Week two of results season and if you were playing a drinking game which featured ‘pipeline’, ‘NUG’ or ‘positive momentum in conversions’, then good luck to you and we hope you have plenty of fish fingers handy.
And it was no less festive at Hilton and Accor, where, at the former, president & CEO Chris Nassetta was all hopped up on cost-effective conversion brand Spark by Hilton, extended stay flag H3 by Hilton and a potential luxury lifestyle launch.
Project H3 has 350 deals in negotiation, while Spark has more than 400. The luxury lifestyle flag was expected to extend a lovely lovely halo.
At Accor, there was similar bonhomie, with both raised revpar and Ebitda guidance for the year, a refinancing and a €400m share buyback. Chairman & CEO Sébastien Bazin failed to announce when recent hire Gilda Perez-Alvarado was going to flog off either the budget or luxury segments, but Q3 results are not where you go looking for meat.
What you do find are frissons on the edges and both announcements came with interesting undercurrents. At Accor, the group was lightly overshadowed by rumours that AccorInvest, in which Accor has a 30% stake, was hoping to raise €2bn with an asset sale. Would some of these assets be sold unencumbered by Accor brands? Could be. Accor has been hoping to sell its remaining holding in the property group for a while, but has a five-year lock on such activities until 2023. Which is now.
So while we wait for AccorInvest to put its house in order, it’s unlikely that Accor will be making any big exciting moves, although this is Accor and only a fool would bet against drama on that front.

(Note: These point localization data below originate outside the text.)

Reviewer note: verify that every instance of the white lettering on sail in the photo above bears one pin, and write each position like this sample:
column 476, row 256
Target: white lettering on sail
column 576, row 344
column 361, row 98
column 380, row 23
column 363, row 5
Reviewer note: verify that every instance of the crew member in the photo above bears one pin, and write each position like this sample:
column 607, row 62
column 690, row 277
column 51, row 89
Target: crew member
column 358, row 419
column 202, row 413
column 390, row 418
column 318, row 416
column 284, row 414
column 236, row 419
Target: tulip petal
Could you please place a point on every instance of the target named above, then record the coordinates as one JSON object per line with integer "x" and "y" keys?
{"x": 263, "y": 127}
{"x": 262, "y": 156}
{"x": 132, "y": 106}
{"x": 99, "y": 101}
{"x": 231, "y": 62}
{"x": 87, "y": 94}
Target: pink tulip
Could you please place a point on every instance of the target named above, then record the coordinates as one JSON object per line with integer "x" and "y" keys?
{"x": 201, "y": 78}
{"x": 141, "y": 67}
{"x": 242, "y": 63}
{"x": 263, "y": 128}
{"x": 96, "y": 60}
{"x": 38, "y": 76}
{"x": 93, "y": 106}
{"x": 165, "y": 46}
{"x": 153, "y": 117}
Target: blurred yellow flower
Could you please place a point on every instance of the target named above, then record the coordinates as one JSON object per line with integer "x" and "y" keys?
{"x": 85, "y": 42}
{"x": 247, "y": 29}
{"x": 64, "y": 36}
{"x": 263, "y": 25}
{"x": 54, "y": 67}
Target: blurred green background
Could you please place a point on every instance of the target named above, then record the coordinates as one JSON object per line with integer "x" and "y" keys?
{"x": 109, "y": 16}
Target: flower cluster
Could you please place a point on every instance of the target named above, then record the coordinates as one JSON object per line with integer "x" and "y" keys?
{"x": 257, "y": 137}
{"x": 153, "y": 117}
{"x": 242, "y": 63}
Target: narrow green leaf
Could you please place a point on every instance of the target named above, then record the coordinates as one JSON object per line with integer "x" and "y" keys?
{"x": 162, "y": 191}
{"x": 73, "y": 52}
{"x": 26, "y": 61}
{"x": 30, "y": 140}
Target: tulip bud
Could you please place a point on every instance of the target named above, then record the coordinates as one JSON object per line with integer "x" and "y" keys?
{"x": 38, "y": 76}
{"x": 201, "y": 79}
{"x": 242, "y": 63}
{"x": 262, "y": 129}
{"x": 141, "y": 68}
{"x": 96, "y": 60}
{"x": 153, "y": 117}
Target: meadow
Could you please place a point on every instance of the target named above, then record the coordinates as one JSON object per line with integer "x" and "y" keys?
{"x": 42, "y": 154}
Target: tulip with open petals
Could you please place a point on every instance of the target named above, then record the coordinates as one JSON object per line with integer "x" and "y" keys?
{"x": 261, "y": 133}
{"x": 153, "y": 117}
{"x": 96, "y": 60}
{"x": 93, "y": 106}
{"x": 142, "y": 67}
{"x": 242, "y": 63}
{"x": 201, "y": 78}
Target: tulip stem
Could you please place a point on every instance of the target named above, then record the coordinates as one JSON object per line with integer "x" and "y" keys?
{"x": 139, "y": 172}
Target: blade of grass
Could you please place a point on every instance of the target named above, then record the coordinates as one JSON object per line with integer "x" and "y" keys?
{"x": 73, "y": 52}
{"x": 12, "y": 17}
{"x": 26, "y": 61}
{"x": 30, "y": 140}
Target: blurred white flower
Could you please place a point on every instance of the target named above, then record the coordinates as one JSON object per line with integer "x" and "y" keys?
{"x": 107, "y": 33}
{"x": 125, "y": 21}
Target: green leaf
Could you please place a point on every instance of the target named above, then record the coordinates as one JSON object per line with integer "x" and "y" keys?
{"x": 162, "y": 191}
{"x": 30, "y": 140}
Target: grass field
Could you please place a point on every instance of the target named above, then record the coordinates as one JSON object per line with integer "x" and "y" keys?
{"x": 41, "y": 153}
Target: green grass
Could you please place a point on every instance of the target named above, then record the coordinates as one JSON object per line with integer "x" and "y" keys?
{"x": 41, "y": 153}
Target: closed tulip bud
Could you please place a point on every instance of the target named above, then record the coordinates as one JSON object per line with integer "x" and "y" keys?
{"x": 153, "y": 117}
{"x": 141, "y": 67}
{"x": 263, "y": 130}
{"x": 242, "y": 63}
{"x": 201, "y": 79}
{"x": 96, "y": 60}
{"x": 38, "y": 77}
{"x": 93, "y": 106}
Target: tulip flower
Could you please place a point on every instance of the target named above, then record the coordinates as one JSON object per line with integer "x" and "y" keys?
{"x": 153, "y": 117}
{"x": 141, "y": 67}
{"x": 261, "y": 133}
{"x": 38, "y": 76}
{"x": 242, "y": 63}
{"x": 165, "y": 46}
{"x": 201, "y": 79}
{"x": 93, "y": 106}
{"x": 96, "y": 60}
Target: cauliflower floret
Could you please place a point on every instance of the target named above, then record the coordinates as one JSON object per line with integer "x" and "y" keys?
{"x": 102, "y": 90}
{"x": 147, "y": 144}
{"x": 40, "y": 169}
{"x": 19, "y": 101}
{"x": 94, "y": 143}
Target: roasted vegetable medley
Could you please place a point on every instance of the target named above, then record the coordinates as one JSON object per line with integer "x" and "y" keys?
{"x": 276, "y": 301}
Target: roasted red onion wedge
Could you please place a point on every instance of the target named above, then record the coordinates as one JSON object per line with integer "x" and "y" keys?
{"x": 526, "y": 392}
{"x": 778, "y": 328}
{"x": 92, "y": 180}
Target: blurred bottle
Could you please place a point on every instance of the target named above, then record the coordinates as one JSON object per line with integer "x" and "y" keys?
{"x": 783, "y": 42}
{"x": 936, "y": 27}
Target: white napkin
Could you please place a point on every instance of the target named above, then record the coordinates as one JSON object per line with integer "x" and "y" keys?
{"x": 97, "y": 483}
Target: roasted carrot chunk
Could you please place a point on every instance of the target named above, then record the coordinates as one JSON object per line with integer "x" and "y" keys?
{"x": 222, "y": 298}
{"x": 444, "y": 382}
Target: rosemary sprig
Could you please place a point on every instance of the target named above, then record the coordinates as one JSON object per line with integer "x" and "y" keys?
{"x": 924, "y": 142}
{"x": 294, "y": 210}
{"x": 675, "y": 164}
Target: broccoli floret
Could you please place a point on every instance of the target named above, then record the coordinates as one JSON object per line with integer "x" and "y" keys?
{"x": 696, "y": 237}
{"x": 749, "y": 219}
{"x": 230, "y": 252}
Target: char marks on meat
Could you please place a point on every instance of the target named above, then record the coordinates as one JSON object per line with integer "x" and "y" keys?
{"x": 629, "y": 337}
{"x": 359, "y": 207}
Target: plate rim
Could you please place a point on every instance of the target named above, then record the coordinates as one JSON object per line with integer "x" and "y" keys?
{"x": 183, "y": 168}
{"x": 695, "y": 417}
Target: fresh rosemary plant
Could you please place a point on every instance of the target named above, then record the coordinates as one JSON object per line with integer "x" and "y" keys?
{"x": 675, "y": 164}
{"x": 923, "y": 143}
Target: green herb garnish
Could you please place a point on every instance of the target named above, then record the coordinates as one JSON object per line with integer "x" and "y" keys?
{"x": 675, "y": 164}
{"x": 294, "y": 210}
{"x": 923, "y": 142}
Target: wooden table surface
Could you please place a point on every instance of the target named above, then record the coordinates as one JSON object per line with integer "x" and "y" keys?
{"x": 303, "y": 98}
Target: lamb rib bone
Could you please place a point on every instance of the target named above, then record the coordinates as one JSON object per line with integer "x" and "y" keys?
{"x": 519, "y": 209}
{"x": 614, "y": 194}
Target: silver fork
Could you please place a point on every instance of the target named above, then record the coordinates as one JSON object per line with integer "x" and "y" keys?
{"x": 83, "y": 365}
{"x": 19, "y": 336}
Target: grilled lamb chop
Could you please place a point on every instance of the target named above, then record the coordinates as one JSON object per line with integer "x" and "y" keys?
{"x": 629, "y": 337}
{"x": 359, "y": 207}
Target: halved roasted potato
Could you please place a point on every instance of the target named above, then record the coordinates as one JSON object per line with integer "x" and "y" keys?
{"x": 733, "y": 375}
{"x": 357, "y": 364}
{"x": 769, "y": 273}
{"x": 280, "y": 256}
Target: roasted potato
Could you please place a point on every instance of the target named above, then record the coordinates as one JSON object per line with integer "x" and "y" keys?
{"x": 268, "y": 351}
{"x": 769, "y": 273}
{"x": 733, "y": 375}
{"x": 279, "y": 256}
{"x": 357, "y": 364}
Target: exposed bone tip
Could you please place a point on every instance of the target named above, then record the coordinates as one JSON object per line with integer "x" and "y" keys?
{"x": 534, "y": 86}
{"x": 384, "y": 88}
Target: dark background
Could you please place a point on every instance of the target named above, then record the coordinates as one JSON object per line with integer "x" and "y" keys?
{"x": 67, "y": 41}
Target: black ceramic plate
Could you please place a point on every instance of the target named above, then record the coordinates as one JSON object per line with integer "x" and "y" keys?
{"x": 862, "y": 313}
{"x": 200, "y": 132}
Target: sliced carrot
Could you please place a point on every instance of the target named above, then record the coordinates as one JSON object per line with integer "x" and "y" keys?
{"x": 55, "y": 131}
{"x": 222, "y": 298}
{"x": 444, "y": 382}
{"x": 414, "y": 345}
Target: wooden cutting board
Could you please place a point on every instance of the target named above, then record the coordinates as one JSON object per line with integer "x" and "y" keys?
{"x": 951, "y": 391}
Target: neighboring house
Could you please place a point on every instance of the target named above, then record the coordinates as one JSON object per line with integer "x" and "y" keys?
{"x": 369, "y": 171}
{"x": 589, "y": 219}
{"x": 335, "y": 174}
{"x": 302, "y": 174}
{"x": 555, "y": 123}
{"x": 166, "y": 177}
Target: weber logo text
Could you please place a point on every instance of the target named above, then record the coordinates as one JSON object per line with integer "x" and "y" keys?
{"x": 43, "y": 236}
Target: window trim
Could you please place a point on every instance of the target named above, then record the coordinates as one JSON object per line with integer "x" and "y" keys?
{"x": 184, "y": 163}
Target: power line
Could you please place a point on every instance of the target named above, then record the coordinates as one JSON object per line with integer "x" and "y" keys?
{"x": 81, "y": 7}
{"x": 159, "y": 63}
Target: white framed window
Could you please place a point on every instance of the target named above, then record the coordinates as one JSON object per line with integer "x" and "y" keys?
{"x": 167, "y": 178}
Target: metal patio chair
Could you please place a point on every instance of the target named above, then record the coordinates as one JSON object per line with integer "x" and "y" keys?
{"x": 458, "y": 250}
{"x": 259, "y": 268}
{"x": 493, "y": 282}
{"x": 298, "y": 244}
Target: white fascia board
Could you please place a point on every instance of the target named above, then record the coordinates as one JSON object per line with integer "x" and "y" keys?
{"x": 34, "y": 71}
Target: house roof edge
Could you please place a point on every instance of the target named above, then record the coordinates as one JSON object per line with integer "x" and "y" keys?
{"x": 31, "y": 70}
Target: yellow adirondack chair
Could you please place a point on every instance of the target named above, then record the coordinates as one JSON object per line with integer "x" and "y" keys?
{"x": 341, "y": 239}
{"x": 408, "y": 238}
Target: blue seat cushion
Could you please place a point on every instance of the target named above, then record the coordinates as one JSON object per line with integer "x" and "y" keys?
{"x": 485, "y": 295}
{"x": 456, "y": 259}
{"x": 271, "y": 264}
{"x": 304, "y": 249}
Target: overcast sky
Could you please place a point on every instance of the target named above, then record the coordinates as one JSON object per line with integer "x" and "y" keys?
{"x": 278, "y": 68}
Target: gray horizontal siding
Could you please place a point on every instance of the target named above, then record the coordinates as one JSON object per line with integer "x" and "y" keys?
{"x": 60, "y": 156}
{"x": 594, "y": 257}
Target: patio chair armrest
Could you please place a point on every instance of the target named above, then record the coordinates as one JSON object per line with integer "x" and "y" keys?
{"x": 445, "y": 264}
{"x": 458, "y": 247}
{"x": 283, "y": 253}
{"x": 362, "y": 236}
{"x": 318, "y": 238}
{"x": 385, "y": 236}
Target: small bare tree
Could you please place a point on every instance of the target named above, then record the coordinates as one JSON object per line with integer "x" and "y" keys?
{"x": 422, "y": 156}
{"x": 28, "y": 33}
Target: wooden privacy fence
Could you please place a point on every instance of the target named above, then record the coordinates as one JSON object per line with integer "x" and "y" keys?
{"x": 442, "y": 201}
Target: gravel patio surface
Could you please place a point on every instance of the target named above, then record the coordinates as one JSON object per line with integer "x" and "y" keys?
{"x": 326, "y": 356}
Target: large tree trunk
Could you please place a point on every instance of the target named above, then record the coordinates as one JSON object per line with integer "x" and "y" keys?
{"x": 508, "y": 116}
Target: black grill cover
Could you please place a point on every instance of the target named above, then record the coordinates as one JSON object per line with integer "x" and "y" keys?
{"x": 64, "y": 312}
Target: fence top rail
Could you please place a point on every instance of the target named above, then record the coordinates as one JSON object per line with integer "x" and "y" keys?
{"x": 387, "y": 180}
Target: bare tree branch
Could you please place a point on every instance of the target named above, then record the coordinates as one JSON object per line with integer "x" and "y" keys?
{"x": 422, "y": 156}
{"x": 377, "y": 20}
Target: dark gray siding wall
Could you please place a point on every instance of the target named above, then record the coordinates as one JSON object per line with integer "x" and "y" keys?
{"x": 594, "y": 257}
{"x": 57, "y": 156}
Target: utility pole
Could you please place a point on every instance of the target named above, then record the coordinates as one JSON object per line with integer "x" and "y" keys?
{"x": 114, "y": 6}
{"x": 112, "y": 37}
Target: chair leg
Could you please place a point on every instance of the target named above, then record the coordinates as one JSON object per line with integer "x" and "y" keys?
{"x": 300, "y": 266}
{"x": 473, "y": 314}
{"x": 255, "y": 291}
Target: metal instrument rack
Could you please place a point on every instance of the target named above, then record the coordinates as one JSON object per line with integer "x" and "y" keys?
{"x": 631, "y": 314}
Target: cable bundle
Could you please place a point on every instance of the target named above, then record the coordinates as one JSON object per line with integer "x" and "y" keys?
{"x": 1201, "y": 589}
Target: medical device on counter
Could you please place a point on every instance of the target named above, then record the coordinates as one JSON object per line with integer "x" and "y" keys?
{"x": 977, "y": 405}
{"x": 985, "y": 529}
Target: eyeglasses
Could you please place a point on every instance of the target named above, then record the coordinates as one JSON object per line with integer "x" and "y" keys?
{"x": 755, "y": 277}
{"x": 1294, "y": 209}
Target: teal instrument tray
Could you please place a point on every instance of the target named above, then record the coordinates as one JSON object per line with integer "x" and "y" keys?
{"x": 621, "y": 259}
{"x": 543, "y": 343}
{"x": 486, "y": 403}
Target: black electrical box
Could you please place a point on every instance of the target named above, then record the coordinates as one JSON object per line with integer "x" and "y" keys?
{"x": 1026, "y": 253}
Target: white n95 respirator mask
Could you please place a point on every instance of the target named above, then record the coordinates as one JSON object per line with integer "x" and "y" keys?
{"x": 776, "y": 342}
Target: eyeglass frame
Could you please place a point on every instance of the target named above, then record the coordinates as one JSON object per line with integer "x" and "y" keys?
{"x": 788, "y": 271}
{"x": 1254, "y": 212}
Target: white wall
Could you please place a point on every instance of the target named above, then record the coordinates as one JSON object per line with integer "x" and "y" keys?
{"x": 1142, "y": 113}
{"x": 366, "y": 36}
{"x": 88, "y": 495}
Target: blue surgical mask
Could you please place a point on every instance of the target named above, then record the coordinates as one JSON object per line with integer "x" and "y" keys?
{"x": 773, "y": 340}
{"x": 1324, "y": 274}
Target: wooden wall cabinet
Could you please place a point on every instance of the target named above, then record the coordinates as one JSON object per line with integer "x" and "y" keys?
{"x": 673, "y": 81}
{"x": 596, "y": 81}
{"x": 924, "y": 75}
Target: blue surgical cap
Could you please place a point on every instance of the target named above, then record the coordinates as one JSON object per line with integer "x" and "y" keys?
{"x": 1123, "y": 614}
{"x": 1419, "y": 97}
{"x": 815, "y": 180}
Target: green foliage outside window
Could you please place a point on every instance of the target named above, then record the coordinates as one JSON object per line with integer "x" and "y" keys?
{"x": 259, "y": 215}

Where the other frisson came from was the acquisition of the full chunk of Potel & Chabot, the caterer and events business, which it has used to improve MICE and offer fancy things like trips to Roland Garros for loyalty members.
At Hilton, Nassetta told analysts about expanding the group’s “events-booking capabilities, enabling customers to book meetings and event spaces with or without guestroom blocks directly on our website”. He had also announced “an expanded agreement with Tesla to install up to 20,000 universal wall connectors at 2,000 hotels making our planned EV charging network, the largest in the industry”.
What makes both of these titbits interesting is that, in a season of NUGs and rooms, rooms, rooms, both Hilton and Accor were pointing to non-room areas. This is not unusual for Accor and has been part of its augmented hospitality project for some time.
But both Hilton and Accor are focused on asset-light growth. And when you’re fee-based and looking at franchises, that could easily mean not really caring that much about what else happens on the property. More events? Higher ancillary spend? Not really their problem?
It could easily not be and there are plenty of distribution-only light-touch flags where no damns are given. Fortunately for the event-attending guest and the hard-pressed owner, lively competition and loyalty programmes are keeping the big brand stables honest. They can’t stay at arm’s length, they have to think of something other than the NUG.
So when the fog clears and you make your comparison, should you be studying the pipeline? Or who can attract an extra guest with an EV charger?